Hundreds of marijuana shops are operating illegally in Los Angeles, and a City Council committee Friday recommended new actions to shut down the unlicensed businesses, including having them barricaded or padlocked, imposing a series of escalating fines for their employees and shutting off utility service.
Los Angeles City Attorney Mike Feuer announced last month that his office, in coordination with the Los Angeles Police Department, has filed 120 criminal cases against 515 defendants associated with 105 illegal commercial cannabis locations across the city since January.
Closing down illegal pot shops has proven to be a challenge for the city, as it often involves an undercover police operation and other significant law enforcement resources. There are 169 cannabis-related business currently operating legally in the city, according to the Department of Cannabis Regulation, but LAPD Chief Michel Moore said last month that there are hundreds believed to be operating illegally.
During a meeting of the Rules, Elections and Intergovernmental Relations Committee, Council President Herb Wesson said the city should consider forming a special task force dedicated to closing rogue shops and that a future committee meeting will likely focus on that topic.
“On enforcement, do we need to put together a special task force or something that really goes out, identifies these areas and tries to protect the businesses that are playing by the rules?” Wesson said.
Councilman Marqueece Harris-Dawson pointed out that Measure M, which was approved by Los Angeles voters last year, has a provision where landowners with unlicensed cannabis businesses located on their property can be fined up to $20,000 per day for the activity. But he appeared frustrated after being told by a representative of the city attorney’s office that no one has yet been fined under that provision.
“That was a very, very important provision and one way to cause, at least voters in my district, to believe that a lot of these rogue shops would be dealt with,” Harris-Dawson said.
Capt. Stephen Carmona, commanding officer of the LAPD’s Gang and Narcotics Division, told the committee that the department currently is focused on targeting shops where significant criminal activity is taking place, and that the decision on what constitutes significant activity is up to the commander of the area.

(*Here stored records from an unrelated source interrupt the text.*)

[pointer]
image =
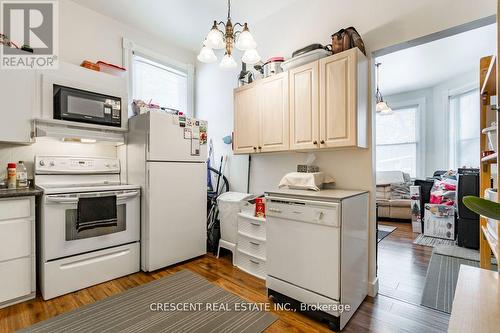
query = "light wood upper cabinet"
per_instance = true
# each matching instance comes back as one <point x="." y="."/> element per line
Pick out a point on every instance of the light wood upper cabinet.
<point x="246" y="120"/>
<point x="304" y="113"/>
<point x="274" y="128"/>
<point x="320" y="105"/>
<point x="343" y="91"/>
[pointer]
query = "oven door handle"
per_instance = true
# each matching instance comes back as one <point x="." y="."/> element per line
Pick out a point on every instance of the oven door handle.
<point x="62" y="200"/>
<point x="127" y="195"/>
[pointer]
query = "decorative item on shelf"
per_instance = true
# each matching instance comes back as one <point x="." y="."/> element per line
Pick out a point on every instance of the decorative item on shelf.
<point x="382" y="106"/>
<point x="218" y="39"/>
<point x="90" y="65"/>
<point x="111" y="69"/>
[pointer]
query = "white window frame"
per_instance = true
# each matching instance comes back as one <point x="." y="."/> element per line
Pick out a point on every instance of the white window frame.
<point x="420" y="104"/>
<point x="130" y="48"/>
<point x="446" y="97"/>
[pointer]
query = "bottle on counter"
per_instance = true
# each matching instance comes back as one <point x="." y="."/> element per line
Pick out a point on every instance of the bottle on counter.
<point x="22" y="175"/>
<point x="11" y="175"/>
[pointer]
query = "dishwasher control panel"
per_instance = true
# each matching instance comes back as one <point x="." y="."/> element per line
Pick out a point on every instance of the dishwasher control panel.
<point x="325" y="213"/>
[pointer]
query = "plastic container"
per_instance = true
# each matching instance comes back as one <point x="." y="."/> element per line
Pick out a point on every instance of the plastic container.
<point x="21" y="175"/>
<point x="305" y="59"/>
<point x="111" y="69"/>
<point x="11" y="175"/>
<point x="491" y="132"/>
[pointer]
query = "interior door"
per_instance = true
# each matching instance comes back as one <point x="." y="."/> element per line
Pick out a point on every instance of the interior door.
<point x="176" y="213"/>
<point x="304" y="112"/>
<point x="338" y="100"/>
<point x="273" y="96"/>
<point x="246" y="119"/>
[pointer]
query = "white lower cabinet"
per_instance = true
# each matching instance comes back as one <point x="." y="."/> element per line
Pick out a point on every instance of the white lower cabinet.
<point x="17" y="250"/>
<point x="251" y="245"/>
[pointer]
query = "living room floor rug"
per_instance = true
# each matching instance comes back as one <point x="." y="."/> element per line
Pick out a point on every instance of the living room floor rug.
<point x="136" y="310"/>
<point x="432" y="241"/>
<point x="384" y="231"/>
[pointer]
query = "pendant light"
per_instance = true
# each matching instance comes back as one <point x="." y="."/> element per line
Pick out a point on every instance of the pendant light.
<point x="227" y="39"/>
<point x="382" y="107"/>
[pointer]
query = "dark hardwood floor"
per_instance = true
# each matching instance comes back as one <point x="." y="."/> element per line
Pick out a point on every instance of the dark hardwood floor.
<point x="379" y="314"/>
<point x="402" y="265"/>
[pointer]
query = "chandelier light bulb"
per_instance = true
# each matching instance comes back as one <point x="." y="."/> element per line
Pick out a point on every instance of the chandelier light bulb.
<point x="207" y="55"/>
<point x="228" y="62"/>
<point x="245" y="40"/>
<point x="215" y="39"/>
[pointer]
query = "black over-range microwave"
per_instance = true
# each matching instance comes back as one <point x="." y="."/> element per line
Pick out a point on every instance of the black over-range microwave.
<point x="86" y="107"/>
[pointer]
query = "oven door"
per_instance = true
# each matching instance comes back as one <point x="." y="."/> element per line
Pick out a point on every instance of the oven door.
<point x="82" y="222"/>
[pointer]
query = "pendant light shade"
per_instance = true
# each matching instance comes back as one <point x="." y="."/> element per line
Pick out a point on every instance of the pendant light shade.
<point x="382" y="107"/>
<point x="251" y="57"/>
<point x="245" y="40"/>
<point x="207" y="55"/>
<point x="215" y="39"/>
<point x="228" y="62"/>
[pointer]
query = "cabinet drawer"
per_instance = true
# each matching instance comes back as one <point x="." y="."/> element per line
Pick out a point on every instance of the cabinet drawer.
<point x="15" y="208"/>
<point x="252" y="226"/>
<point x="254" y="246"/>
<point x="251" y="265"/>
<point x="15" y="239"/>
<point x="16" y="279"/>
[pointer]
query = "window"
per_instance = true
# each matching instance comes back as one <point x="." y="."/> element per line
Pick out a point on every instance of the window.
<point x="160" y="84"/>
<point x="397" y="140"/>
<point x="464" y="129"/>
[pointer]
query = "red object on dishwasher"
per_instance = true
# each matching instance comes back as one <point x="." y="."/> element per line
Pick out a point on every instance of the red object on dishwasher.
<point x="260" y="207"/>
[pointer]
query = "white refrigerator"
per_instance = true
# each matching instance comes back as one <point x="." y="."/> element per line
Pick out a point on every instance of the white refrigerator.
<point x="166" y="155"/>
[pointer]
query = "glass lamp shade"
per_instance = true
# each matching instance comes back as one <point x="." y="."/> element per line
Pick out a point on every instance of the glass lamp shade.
<point x="215" y="39"/>
<point x="251" y="57"/>
<point x="245" y="41"/>
<point x="228" y="62"/>
<point x="207" y="55"/>
<point x="383" y="108"/>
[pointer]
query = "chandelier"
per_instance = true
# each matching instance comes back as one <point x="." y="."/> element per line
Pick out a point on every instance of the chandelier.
<point x="218" y="39"/>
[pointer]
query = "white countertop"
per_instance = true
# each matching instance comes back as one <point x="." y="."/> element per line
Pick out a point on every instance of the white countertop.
<point x="327" y="194"/>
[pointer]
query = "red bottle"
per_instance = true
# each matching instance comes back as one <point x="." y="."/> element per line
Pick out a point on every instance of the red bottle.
<point x="260" y="207"/>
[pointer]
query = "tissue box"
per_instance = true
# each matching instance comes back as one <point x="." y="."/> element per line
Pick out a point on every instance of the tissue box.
<point x="439" y="221"/>
<point x="307" y="168"/>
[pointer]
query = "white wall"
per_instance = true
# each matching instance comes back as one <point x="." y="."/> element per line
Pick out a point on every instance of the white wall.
<point x="435" y="124"/>
<point x="305" y="22"/>
<point x="86" y="34"/>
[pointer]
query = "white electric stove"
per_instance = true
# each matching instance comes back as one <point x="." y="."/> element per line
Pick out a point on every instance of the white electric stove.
<point x="89" y="225"/>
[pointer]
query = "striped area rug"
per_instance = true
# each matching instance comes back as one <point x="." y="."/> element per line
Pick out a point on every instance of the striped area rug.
<point x="441" y="281"/>
<point x="182" y="302"/>
<point x="432" y="241"/>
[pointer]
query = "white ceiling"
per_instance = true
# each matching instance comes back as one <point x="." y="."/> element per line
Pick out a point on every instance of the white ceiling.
<point x="185" y="21"/>
<point x="429" y="64"/>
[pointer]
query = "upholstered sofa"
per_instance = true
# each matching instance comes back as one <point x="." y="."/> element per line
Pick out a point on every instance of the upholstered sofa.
<point x="393" y="195"/>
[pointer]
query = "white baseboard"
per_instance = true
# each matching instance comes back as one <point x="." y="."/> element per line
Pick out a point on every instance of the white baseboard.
<point x="373" y="287"/>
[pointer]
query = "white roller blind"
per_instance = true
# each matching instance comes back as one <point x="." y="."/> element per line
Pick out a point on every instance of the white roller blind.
<point x="160" y="84"/>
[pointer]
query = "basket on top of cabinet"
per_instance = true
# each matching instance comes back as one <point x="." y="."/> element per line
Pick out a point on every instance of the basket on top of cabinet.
<point x="319" y="105"/>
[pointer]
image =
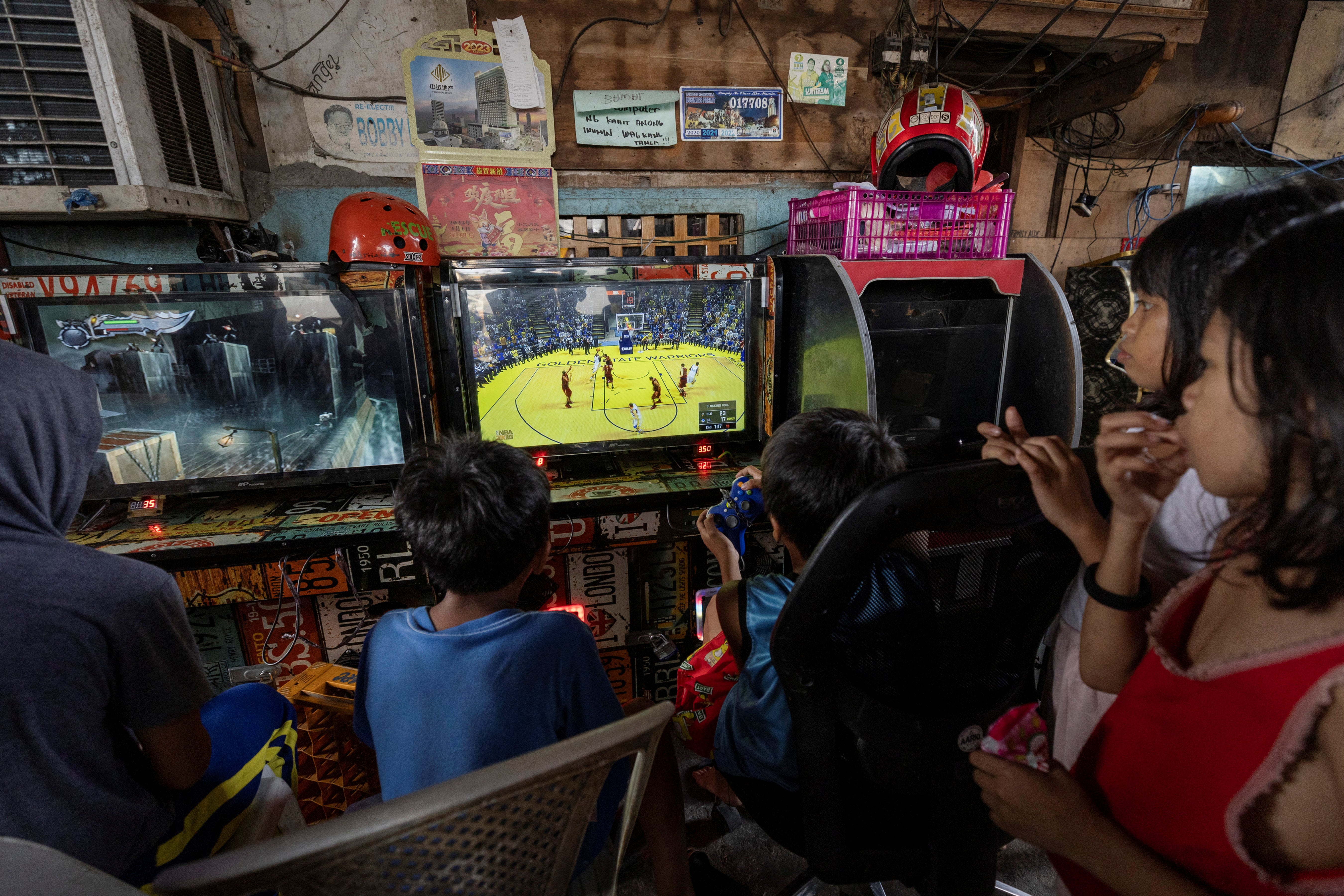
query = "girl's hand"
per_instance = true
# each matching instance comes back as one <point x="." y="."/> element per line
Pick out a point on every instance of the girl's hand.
<point x="1140" y="459"/>
<point x="1001" y="445"/>
<point x="720" y="545"/>
<point x="1048" y="809"/>
<point x="1064" y="494"/>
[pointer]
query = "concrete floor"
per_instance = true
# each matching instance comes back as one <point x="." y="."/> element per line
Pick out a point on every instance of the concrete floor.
<point x="765" y="868"/>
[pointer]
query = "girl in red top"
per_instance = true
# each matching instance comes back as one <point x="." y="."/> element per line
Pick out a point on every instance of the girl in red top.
<point x="1221" y="766"/>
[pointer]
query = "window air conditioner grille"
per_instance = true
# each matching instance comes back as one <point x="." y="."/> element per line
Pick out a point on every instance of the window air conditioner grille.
<point x="198" y="120"/>
<point x="163" y="101"/>
<point x="50" y="131"/>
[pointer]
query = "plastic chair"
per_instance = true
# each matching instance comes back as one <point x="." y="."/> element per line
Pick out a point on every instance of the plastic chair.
<point x="33" y="868"/>
<point x="888" y="707"/>
<point x="511" y="828"/>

Since marijuana became legal for sale in the state on Jan. 1, Carmona said 131 search warrants have been served at unlicensed pot shops, resulting in 428 arrests, including 180 felony arrests, and the seizure of 67 firearms, 34,000 pounds of cannabis and more than $600,000 in currency.
Carmona added that only a handful of those arrested have had criminal felony charges filed against them, and that those charged with misdemeanors appeared undeterred by the light charge to cease working at or operating the business.
Harris-Dawson — who has frequently talked about the negative impact the war on drugs has had on minority communities and has advocated for a special cannabis sales tax to support neighborhoods affected by it — introduced two of the motions approved by the committee, and wrote in one of them that a significant number of the people charged by Feuer’s office are employees of the businesses, not the owners. The motion says that property and business owners should bear the majority of the responsibility for illegal cannabis operations, and “not the people who work for them.”
The motion says the ability to criminally charge employees should still be an option, but also proposes using the city’s Administrative Citation Enforcement Program to discourage repeat offenses by creating escalating fines based on the number of times an individual has been cited.
“I’m afraid that going forward, going into dispensaries and arresting people and catching them doing other things, that’s not too much different that what we did in the war on drugs. We found people who were dealing drugs and we arrested them,” he said. “And so that’s an important component, but it’s got to be joined with all of the things that the voters put forward in Measure M.”
The ACE program was approved by the City Council in 2014 and is meant to give police and Department of Animal Service officers a middle option for nuisance infractions and other quality-of-life concerns between issuing a warning and criminally citing an offender, as officers are often hesitant to take action that could trigger a misdemeanor citation for certain low-level offenses such as a loud party, having a dog off a leash or drinking in public. ACE citations are not handled through the criminal courts but administratively through the city’s ACE program. Fines can escalate up to $1,000 for a third offense under the ACE program.
A second Harris-Dawson motion approved by the committee would have the Department of Building and Safety vacate and secure properties that fail to comply with administrative nuisance abatement decisions made by the Planning Commission, and says the city should establish a similar procedure for closing and securing illegal cannabis businesses that have been ordered to shut down, including barricading, padlocking, or fencing them.
The committee also approved a motion introduced last month by Councilwomen Nury Martinez and Monica Rodriguez to have the Water and Power and Cannabis Regulation departments report on the viability of implementing an ordinance that allows the city to disconnect or shut off utility service to unlicensed businesses.